Les pêcheurs du Nord-Est se plaignent du prix du homard

L’inquiétude et la frustration montent parmi les pêcheurs du Nord-Est relativement au prix du homard. Ils s’expliquent difficilement comment le prix de base est le même que l’an dernier, même si les conditions de marché se sont améliorées.

Les homardiers du nord-est du Nouveau-Brunswick ne sont pas satisfaits des prix qu’ils reçoivent pour leurs prises, soit 5$ pour le homard de petite taille (canner) et 5,50$ pour celui de plus grande taille (market).

Réjean Comeau, vice-président pour le Nouveau-Brunswick à l’Union des pêcheurs des Maritimes (UPM), assure qu’il ne s’agit pas encore de prix définitifs. Plusieurs dirigeants d’usines de transformation ont affirmé aux pêcheurs que les prix seront probablement ajustés à la hausse la semaine prochaine.

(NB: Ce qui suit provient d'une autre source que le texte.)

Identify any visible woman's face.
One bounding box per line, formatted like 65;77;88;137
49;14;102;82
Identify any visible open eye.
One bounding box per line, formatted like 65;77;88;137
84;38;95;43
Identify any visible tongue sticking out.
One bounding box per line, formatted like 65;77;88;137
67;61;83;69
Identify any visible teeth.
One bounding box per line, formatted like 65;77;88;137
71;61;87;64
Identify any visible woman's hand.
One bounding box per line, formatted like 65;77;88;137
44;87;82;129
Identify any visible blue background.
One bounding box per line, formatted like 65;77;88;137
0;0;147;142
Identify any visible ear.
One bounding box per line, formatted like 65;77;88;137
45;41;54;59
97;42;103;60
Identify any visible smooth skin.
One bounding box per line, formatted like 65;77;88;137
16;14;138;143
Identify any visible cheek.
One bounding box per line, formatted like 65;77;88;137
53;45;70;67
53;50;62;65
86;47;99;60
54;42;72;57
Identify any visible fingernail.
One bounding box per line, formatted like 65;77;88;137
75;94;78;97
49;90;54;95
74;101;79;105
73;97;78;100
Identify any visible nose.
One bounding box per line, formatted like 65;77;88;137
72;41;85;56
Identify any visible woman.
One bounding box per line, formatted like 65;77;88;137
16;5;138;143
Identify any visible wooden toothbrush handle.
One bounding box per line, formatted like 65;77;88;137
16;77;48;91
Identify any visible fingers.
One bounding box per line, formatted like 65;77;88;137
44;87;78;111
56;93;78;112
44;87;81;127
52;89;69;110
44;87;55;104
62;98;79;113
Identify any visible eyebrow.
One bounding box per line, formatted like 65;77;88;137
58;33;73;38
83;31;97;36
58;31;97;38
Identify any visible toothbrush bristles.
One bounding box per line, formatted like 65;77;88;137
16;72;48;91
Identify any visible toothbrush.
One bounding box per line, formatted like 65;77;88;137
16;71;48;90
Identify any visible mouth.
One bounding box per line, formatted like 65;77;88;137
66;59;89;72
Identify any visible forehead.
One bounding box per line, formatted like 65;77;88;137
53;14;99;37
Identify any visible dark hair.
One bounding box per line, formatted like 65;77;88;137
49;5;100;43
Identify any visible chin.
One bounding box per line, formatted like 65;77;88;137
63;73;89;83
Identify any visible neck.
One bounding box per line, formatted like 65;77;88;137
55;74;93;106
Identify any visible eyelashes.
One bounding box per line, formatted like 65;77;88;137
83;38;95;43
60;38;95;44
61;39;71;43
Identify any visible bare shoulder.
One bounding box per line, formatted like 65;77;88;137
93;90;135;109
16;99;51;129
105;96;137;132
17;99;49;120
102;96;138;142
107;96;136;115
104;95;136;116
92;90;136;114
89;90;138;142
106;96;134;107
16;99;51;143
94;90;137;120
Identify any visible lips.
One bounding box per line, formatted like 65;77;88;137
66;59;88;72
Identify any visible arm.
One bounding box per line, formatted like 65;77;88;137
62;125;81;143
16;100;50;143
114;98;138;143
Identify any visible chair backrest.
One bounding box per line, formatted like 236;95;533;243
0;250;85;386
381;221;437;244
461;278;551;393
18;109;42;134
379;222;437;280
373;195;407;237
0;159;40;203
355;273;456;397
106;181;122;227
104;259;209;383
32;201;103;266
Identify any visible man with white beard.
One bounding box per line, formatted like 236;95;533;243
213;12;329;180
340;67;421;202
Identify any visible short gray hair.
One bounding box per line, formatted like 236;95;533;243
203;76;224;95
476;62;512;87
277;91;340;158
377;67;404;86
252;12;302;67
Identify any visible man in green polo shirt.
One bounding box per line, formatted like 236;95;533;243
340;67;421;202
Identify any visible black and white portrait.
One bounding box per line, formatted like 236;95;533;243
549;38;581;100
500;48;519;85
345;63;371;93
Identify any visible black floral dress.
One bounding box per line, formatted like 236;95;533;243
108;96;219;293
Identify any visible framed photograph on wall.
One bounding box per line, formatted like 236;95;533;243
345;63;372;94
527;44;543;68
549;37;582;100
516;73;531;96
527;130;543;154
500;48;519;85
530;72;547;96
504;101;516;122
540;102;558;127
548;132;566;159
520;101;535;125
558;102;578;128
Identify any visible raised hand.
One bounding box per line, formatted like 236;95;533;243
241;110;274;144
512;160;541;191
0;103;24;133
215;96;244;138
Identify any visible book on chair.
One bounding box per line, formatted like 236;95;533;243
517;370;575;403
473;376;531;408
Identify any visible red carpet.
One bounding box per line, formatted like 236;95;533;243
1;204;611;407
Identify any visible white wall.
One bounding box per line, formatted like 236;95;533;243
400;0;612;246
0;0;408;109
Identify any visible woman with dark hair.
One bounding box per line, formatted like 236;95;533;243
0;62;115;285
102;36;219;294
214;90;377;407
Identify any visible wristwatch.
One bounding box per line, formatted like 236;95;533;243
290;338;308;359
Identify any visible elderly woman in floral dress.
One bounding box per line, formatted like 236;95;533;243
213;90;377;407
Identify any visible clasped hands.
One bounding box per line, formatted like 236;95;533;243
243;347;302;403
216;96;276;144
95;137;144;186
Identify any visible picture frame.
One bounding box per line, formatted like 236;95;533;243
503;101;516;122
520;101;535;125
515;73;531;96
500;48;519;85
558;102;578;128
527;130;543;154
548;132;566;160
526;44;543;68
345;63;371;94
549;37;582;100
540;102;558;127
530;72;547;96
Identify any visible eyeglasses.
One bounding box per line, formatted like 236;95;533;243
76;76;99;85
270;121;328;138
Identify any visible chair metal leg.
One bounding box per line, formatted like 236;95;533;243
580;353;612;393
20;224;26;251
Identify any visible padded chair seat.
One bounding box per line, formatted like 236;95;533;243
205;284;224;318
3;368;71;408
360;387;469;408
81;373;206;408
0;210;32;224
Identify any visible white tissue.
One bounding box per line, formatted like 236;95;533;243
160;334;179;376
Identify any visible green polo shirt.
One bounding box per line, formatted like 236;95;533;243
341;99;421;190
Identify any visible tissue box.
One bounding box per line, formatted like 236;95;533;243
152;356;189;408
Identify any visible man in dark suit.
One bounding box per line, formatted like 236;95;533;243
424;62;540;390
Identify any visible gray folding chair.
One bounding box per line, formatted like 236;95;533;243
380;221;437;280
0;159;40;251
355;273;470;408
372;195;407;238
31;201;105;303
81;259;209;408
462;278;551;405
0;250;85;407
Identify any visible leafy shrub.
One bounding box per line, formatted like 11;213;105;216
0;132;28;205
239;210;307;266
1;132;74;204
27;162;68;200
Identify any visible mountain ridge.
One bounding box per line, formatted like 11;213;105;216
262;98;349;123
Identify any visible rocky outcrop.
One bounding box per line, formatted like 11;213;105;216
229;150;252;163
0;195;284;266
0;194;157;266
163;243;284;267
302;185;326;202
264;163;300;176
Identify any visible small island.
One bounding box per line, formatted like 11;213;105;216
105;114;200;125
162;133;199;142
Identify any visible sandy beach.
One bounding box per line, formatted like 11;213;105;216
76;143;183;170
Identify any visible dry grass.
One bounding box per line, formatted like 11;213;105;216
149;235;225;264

Plus les jours avancent, cependant, plus les inquiétudes se transforment en frustrations.

«On prévoyait 0,50$ à 1$ la livre de plus. Ils nous disent qu’on va commencer comme l’an dernier et qu’on va ajuster. Mais moi, je ne crois pas au père Noël. On a vendu des milliers de livres de homard et s’ils décident de ne pas ajuster, il est trop tard.»

«On ne panique pas. On va donner la chance au coureur. Mais les pêcheurs commencent à avoir de la frustration.»

Lorenzo Doiron, pêcheur de Bas-Caraquet, souligne que le taux de change avec le dollar américain est favorable aux exportations canadiennes cette année. La valeur du dollar canadien se situe à environ 0,74 $US, depuis un mois, comparativement à 0,78$, il y a un an.

De plus, affirme-t-il, les stocks de homard sur les marchés ne sont pas aussi abondants qu’en 2018.

M. Comeau ajoute qu’au Seafood Expo North America à Boston, en mars, plusieurs producteurs ont affirmé que la demande est élevée cette année.

«Les pêcheurs ne sont vraiment pas contents du prix. Le homard vaut au moins 5,50$ et 6$», mentionne Lorenzo Doiron.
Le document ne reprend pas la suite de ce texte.